La section Foire aux questions regroupe les questions les plus courantes concernant les produits et solutions de mesure de Labkotec. Sur cette page, vous trouverez des réponses claires sur des sujets tels que la réglementation des séparateurs d’huiles et de graisses, la détection du givre, la télésurveillance, la mesure de niveau, les interrupteurs de niveau, la détection de fuites ainsi que d’autres systèmes de mesure et de surveillance à distance.
Cette section vous aide à trouver rapidement les informations pertinentes concernant l’installation, la maintenance, le fonctionnement et l’assistance technique des équipements.
À quelle fréquence faut‑il vider ou entretenir le séparateur ?
Le séparateur doit être vidé tous les six mois (EN 858).

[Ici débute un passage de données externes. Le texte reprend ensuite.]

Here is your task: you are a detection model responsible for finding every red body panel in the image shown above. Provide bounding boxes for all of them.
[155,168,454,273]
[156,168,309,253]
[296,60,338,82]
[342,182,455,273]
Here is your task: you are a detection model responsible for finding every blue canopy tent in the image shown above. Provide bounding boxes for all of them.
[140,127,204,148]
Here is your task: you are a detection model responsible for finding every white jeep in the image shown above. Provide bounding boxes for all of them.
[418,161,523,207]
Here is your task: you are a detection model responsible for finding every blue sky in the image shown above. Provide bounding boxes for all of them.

Quel est le moyen le plus simple de tester le fonctionnement d’un capteur d’huile dans un séparateur ? Et comment tester un capteur de boues ?
Le fonctionnement d’un capteur d’huile peut être vérifié facilement en le soulevant : le capteur doit alors déclencher une alarme.
S’il est recouvert d’un film d’huile, il doit être nettoyé.
Le capteur de boues peut être testé de la même manière.
Pourquoi le capteur de graisses déclenche‑t‑il une alarme après la vidange du séparateur ?
Il est très probable que le capteur de graisses soit encore sale et nécessite un nettoyage.
Comment tester sur site le fonctionnement du capteur d’alarme du séparateur de graisses GA‑2 ?
Le capteur de graisses SG1 doit être soulevé hors du séparateur : il doit alors déclencher une alarme. Le capteur HLL‑1 doit être plongé dans l’eau : il doit également déclencher une alarme. Pour que le test soit valide, les capteurs SG1 et HLL‑1 doivent être placés dans la même eau.
Depuis quand la détection du givre est‑elle disponible et comment a‑t‑elle évolué au fil du temps ?
L’objectif initial, au début des années 1990, était de développer un dispositif capable de détecter le givre vitreux difficile à voir sur l’extrémité de l’aile des avions DC‑9/MD‑80. Des prototypes ont été testés en collaboration avec la compagnie aérienne finlandaise Finnair, et le constructeur McDonnell‑Douglas a également participé au développement. McDonnell‑Douglas a ensuite abandonné le projet pour des raisons financières.
Parallèlement, l’Allemagne et le Danemark ont commencé à construire des parcs éoliens à plus grande échelle. Il est rapidement devenu évident que ces installations devaient être équipées de capteurs de givre afin de garantir la sécurité des personnes et des biens.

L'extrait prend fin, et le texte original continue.